Depuis la rupture des négociations sur l’accord-cadre, l’avenir des relations entre la Suisse et l’UE demeure incertain. Parmi les points litigieux figurent les mesures d’accompagnement concernant la protection des salaires. Joost Korte, Directeur Général de la Direction emploi, affaires sociales et inclusion de la Commission européenne explique les conditions de travail au sein de l’UE.

La Suisse a un marché du travail libéral: salaires, temps de travail, protection de la santé, égalité et conciliation entre vie professionnelle et privée sont peu réglementés. Qu’en est-il dans l’UE? Quelles sont les réglementations en vigueur dans ces domaines?
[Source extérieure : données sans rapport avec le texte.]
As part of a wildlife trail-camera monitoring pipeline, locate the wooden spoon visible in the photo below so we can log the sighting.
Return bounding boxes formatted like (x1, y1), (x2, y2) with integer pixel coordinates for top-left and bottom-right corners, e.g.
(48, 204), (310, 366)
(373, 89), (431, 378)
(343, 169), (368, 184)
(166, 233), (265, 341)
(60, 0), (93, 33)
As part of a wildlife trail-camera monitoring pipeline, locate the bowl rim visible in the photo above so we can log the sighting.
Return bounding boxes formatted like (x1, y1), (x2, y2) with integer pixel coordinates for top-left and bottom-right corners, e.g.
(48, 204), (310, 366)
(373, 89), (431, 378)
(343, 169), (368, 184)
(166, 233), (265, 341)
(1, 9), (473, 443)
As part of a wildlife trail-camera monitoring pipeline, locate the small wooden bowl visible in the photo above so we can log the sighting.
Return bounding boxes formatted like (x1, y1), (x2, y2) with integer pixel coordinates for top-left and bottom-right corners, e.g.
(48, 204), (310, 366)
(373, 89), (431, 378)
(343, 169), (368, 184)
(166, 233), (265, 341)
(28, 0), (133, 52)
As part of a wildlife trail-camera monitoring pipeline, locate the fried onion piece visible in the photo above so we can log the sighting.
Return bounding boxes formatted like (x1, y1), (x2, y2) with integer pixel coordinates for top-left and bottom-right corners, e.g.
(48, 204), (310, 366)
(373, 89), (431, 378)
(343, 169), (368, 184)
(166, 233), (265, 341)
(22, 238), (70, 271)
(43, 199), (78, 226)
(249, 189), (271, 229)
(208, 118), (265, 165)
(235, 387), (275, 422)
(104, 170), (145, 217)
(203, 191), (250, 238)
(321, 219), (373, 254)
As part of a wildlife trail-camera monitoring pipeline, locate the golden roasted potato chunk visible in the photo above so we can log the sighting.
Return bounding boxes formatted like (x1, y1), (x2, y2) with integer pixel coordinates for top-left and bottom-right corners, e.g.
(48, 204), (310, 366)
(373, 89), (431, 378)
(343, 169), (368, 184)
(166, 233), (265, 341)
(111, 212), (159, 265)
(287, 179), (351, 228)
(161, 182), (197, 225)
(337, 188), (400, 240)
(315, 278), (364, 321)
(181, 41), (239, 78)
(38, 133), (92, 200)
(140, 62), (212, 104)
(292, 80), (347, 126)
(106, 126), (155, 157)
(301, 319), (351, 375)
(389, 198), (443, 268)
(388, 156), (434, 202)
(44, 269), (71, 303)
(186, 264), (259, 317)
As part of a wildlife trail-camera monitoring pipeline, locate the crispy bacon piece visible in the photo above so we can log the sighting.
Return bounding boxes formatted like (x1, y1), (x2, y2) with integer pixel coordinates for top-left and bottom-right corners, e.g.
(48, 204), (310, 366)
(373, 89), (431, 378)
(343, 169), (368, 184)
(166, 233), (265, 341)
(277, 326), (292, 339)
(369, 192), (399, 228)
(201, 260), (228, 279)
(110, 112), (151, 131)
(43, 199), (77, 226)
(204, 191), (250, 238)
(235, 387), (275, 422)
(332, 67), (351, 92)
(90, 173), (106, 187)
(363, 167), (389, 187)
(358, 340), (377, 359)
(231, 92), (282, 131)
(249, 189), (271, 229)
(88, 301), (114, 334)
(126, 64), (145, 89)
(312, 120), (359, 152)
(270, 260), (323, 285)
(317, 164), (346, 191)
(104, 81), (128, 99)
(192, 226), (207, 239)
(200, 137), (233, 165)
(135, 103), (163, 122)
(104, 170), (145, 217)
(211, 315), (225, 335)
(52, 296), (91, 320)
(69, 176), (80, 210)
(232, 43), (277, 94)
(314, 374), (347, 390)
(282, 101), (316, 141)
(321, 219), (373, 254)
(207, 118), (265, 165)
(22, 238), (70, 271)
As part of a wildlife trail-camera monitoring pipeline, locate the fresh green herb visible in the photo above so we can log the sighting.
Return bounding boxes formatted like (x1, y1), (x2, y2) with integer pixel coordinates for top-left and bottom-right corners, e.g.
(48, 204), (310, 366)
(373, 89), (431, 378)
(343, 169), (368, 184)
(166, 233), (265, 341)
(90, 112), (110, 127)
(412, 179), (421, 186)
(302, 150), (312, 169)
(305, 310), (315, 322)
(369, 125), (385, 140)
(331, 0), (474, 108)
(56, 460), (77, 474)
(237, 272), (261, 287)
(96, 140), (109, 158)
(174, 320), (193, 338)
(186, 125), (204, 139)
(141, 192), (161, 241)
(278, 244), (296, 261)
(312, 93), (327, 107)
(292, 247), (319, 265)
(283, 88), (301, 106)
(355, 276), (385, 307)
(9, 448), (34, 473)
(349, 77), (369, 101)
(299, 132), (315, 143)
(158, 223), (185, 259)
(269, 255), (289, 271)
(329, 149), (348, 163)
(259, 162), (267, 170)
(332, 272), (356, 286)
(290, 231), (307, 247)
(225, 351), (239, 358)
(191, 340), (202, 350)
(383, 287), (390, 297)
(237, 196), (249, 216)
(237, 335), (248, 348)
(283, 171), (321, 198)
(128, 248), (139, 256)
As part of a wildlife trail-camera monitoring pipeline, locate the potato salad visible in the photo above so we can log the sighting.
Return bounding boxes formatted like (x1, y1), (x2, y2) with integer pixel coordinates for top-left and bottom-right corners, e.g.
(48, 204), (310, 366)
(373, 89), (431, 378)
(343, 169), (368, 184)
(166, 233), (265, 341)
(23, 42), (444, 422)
La politique de l’UE des dernières décennies vise des taux d’emploi élevés ainsi qu’une protection sociale solide, une amélioration des conditions de vie et de travail et la garantie d’une cohésion sociale.

Dans le domaine du droit du travail, l’UE complète les initiatives législatives des Etats membres avec la fixation de normes minimales. Les différents Etats membres peuvent prévoir une protection accrue s’ils le souhaitent (nous les encourageons continuellement dans ce sens), mais ils doivent tous respecter les normes minimales convenues.

A titre d’exemple, une directive de l’UE a défini l’été dernier de nouvelles normes pour des salaires minimaux. Bien sûr, cette directive n’inclut pas un salaire minimal pour tous les travailleurs de l’UE, mais des règles sur la manière dont les salaires minimaux légaux sont définis, mis à jour et imposés à l’échelle nationale. De surcroît, la directive exige des Etats membres qu’ils définissent des plans d’intervention pour augmenter la convention tarifaire si la part en vigueur est inférieure à 80%. Dans le domaine de l’égalité sur le marché du travail et de la protection de la santé, l’UE applique également plusieurs directives qui fixent les normes minimales, donnant lieu à un point de départ identique pour les salariés.

Qu’en est-il de la protection salariale: comment les Etats de l’UE ayant un niveau de salaires supérieur veillent-ils à éviter une situation de dumping salarial?  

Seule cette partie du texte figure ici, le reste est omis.